As a longtime member of the Orange County Domestic Violence Task Force, Maxine McGregor ’13 MSW, instructor and program director for the MSW face-to-face track in the School of Social Work, has a passion for helping men and women who feel trapped in unhealthy relationships – and for the people who help them.
In one of her first domestic violence cases, the woman eventually reconnected with family members who became the support system she needed to break free from her husband. McGregor ran into her years later.
“Miss Maxine! I just want to thank you. If it weren’t for you, I’d be dead today,” the woman told her.
It’s not easy to deal with domestic violence and child welfare issues, but combat-veteran McGregor has always enjoyed a challenge.
After graduating with a business degree, she had a fierce desire to serve her country, and enlisted in the Army.

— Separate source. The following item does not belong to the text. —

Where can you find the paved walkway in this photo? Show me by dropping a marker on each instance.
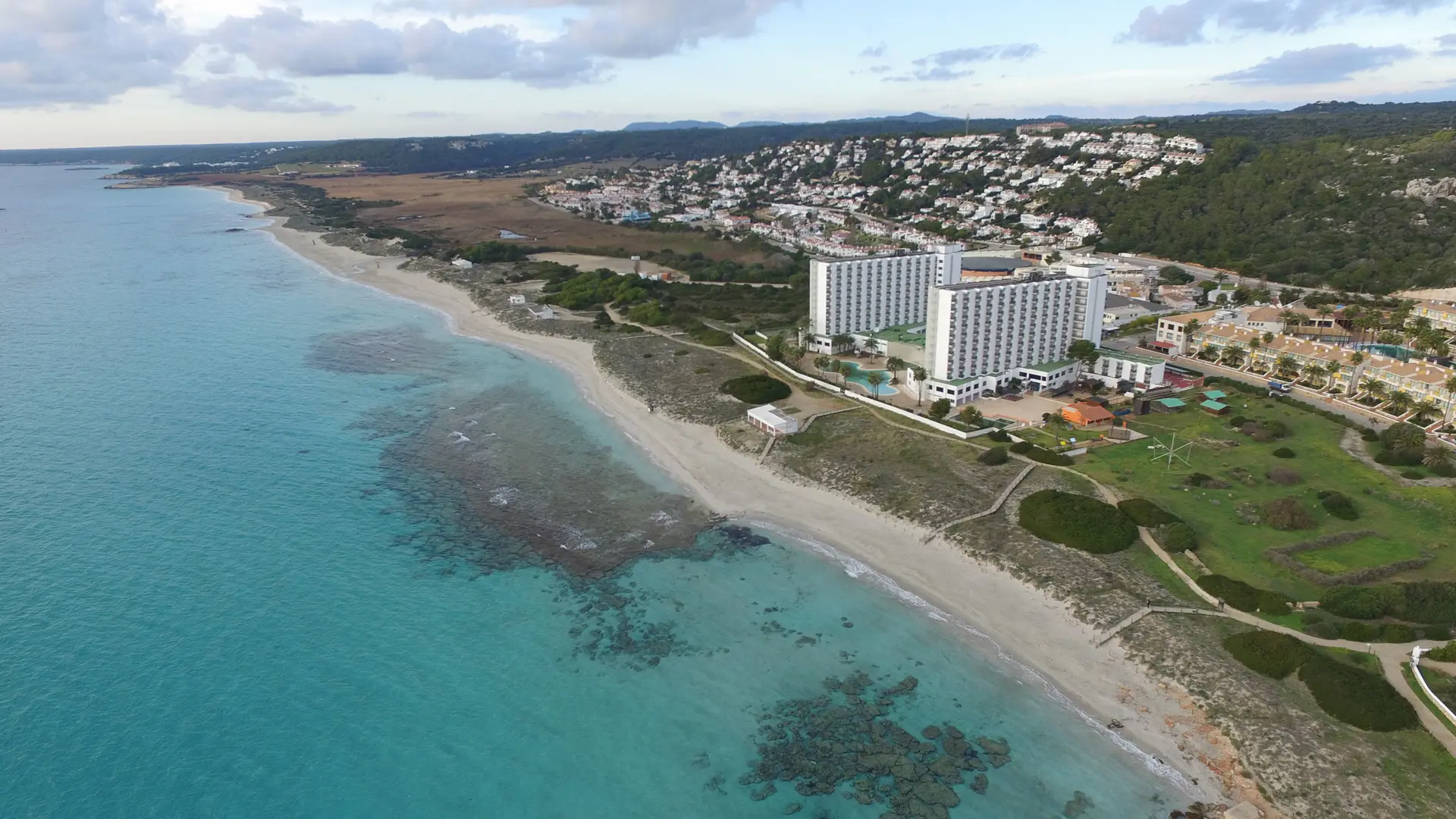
(993, 509)
(1391, 654)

After landing in Germany after basic training, she was told that her unit was deploying to Saudi Arabia to fight in the Gulf War.
Despite the physical and emotional tolls of serving in a war, McGregor loved being in the Army.

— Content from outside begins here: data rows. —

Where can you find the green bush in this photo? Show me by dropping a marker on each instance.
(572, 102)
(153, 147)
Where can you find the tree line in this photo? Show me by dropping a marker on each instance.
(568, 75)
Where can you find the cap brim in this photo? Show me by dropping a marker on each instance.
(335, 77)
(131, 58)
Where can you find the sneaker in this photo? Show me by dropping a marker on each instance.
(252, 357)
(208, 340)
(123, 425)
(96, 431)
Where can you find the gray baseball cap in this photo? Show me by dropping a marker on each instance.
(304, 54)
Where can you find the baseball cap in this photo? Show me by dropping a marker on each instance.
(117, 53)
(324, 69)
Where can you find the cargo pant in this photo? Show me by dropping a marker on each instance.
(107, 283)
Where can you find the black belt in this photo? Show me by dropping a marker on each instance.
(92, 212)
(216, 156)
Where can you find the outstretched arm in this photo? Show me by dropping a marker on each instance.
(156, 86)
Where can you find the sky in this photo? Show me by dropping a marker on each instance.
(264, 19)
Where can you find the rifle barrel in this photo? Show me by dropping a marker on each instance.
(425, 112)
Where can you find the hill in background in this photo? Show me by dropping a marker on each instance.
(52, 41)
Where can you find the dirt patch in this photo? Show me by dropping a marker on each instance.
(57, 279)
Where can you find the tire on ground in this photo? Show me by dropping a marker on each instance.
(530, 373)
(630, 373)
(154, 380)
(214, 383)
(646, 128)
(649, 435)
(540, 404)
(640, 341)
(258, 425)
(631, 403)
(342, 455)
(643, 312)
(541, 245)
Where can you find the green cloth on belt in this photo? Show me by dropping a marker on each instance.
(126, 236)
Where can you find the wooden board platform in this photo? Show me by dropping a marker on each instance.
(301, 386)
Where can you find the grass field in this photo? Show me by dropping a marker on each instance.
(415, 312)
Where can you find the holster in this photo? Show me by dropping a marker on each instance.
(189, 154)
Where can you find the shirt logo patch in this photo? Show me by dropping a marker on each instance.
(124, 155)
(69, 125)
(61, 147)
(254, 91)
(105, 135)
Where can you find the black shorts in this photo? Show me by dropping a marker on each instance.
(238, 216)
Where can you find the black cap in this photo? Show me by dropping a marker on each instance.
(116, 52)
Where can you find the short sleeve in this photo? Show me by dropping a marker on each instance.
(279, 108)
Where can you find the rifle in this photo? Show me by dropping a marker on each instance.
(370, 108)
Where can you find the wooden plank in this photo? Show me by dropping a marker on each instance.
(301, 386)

“I served under great leadership,” McGregor recalled. “I wanted to make my career in the military.”
Four years later, though, a family emergency led her back to South Florida, and she took a job in finance.

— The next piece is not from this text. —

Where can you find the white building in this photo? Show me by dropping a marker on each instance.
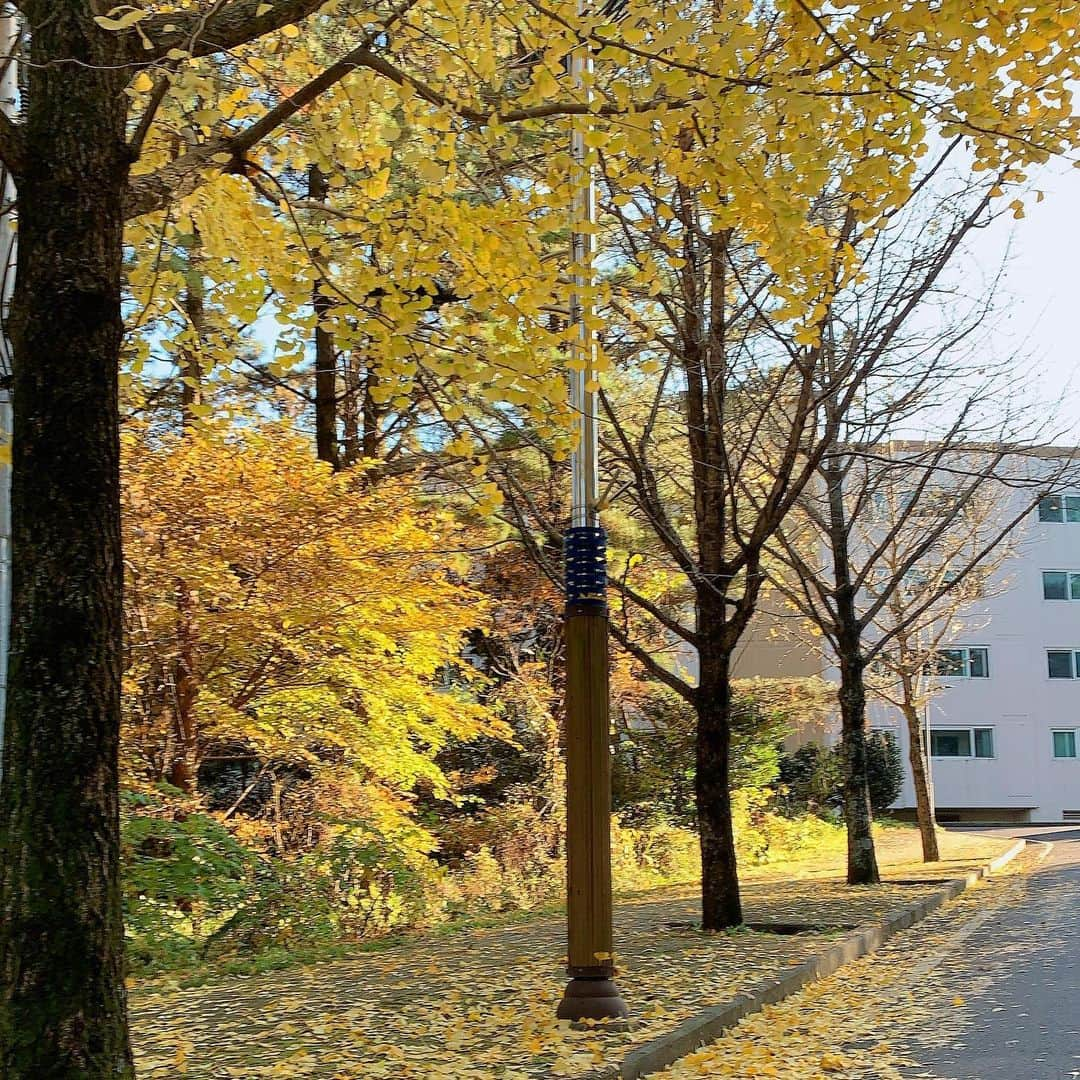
(1004, 729)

Still, she wanted to make a difference in her community. She was drawn to the Department of Children and Families, where she became a child protective investigator. She wanted additional tools to be more effective at her job, so she went back to school for her master’s in counseling and psychology.
She advanced through the ranks at DCF and became a family case manager, then a resource specialist and ultimately a client relations coordinator.
She went back for a second master’s degree at UCF, this time in social work.
Still, the call of military service was strong. Shortly after receiving her degree, McGregor joined the National Guard reserves – a commitment requiring one weekend a month, in addition to occasional training.
At 41, she was among the oldest, if not the oldest, to enlist at that time. She had always stayed physically active, but even her superiors noted that she was, literally, running circles around her 18-year-old squad mates.
Not one for ever slowing down, when the opportunity to work as an adjunct at UCF came up in 2016, she leapt at the chance.
Her desire to change lives by serving and teaching was borne from her parents. It was in their nature to care for the children and families in their neighborhood. They never made a show of their good deeds. They just helped in any way they could.
“My mother and father were always giving back without expecting anything in return,” she said.
McGregor was assigned the task of coordinating the master’s of social work program, which then led to being named director of the program. She currently teaches in the online program and stays active in her professional community by hosting presentations on child welfare and case management for community child services providers.
“I love my job so much,” McGregor said. “I work all the time, but I don’t mind. Our students are working hard to make a better life for themselves. I am happy to be here for them.”